In areas from schools to prisons to public infrastructure, “we spend the most and we get the least” in California, said Draper, 55, of Atherton. “Leaving California the way it is, the status quo, is a crime.”
His proposed measure would split California into six states, each with its own government; much of the Bay Area, plus Santa Cruz and Monterey counties, would become the state of Silicon Valley.
The northernmost parts of the state would become the state of Jefferson, as some counties up there have wanted for years; some North Bay counties would become part of North California; Stockton, Fresno and Bakersfield would be among Central California’s largest cities; Los Angeles, Ventura and Santa Barbara would wind up in West California; and San Diego would anchor South California.
Each new state would determine its own type of government; dividing California’s existing debt either would be negotiated among them or divided among them according to population. (Sorry, L.A.)
If California voters approve the measure, splitting the state still would require action by Congress. “But once it gets passed, I believe there will be some strong momentum,” Draper said Monday, adding perhaps New York, Florida and Illinois might decide to split, too.
“I have worked on this for years,” he said, adding he has taken time off from his global venture capital firm, Draper Fisher Jurvetson, to make a contribution to society — and this is it. “This is something I just have to do, I just feel it.”

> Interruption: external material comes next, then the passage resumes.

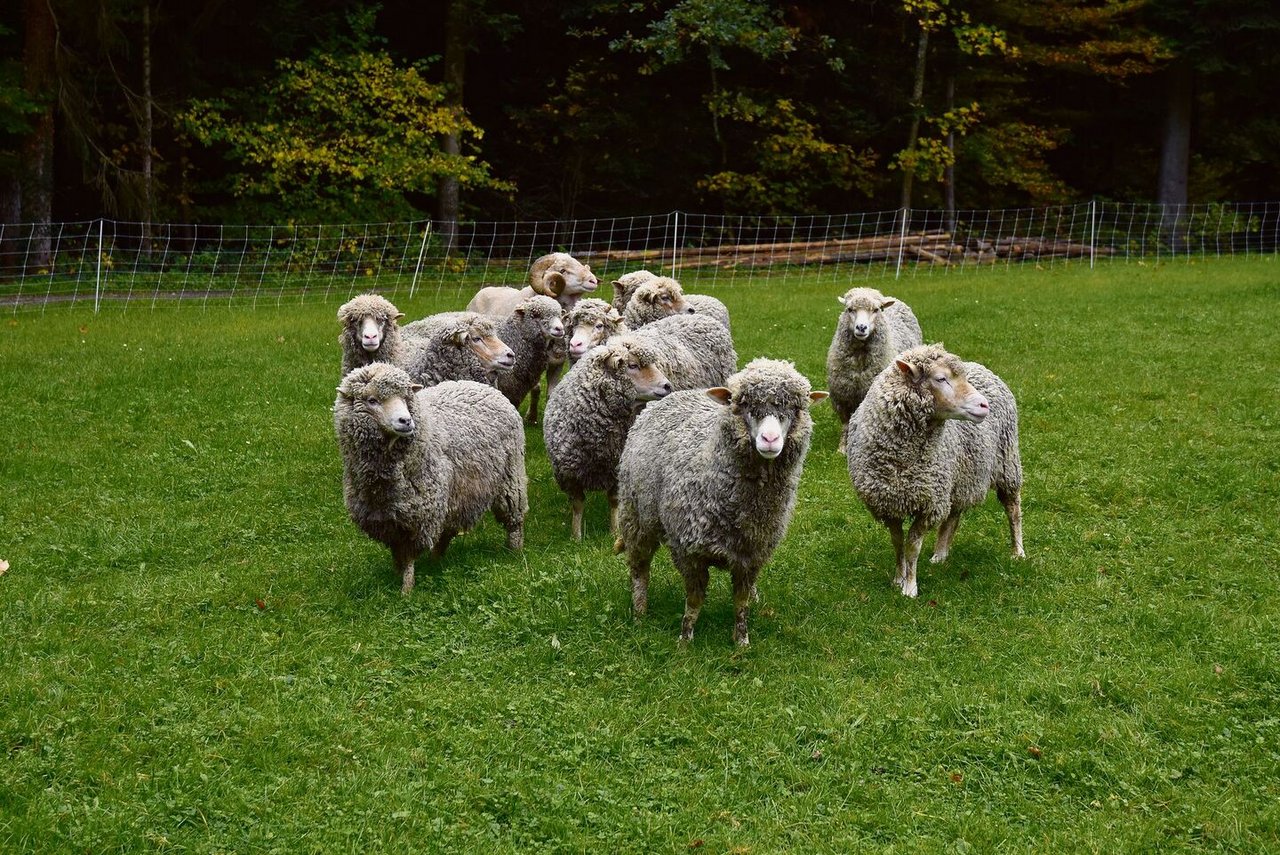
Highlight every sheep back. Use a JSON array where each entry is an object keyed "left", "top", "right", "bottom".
[
  {"left": 399, "top": 311, "right": 505, "bottom": 388},
  {"left": 633, "top": 313, "right": 737, "bottom": 391}
]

Writes Joe Mathews in Steal Tim Draper’s Initiative :: Fox&Hounds:
California is, as Draper and other would-be splitters and secessionists have pointed out, far too big, both in number of people and size. Government is at once too big and too small. Too much power (albeit badly hamstrung power) is centralized in the state government in Sacramento. Other power is scattered among thousands of local governments – there are far too many – that don’t have enough power and scope to do much of anything at all except spend money (and, in too many cases, steal from the public).

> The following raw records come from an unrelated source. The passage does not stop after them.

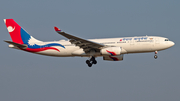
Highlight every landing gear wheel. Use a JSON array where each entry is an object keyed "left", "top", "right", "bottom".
[
  {"left": 90, "top": 56, "right": 95, "bottom": 61},
  {"left": 86, "top": 60, "right": 92, "bottom": 67},
  {"left": 154, "top": 55, "right": 158, "bottom": 59},
  {"left": 90, "top": 56, "right": 97, "bottom": 64},
  {"left": 92, "top": 60, "right": 97, "bottom": 64},
  {"left": 86, "top": 56, "right": 97, "bottom": 67},
  {"left": 86, "top": 60, "right": 90, "bottom": 64},
  {"left": 88, "top": 63, "right": 92, "bottom": 67}
]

But California life is actually lived at the regional level. Our major regions have the size and character of U.S. states – far more than California itself, which is more like a country than a state. But we don’t have all that much in the way of regional government – and we should. Indeed, we need to strip power from the state government and devolve it to the regions – while at the same time consolidating local governments into broader, more powerful regional bodies.
This isn’t on the agenda of any powerful player in California. But it should be. So why not take Draper’s measure and build a Draper-less campaign around it along the following lines: We don’t want to split the state, but we want you to vote for this as a way of saying that we need regional government – and need less centralized state government, and less spending-heavy, corrupt local government. A vote for this measure would be a vote for regional power.
Hijack Mr. Draper’s initiative. It’s the right thing to do.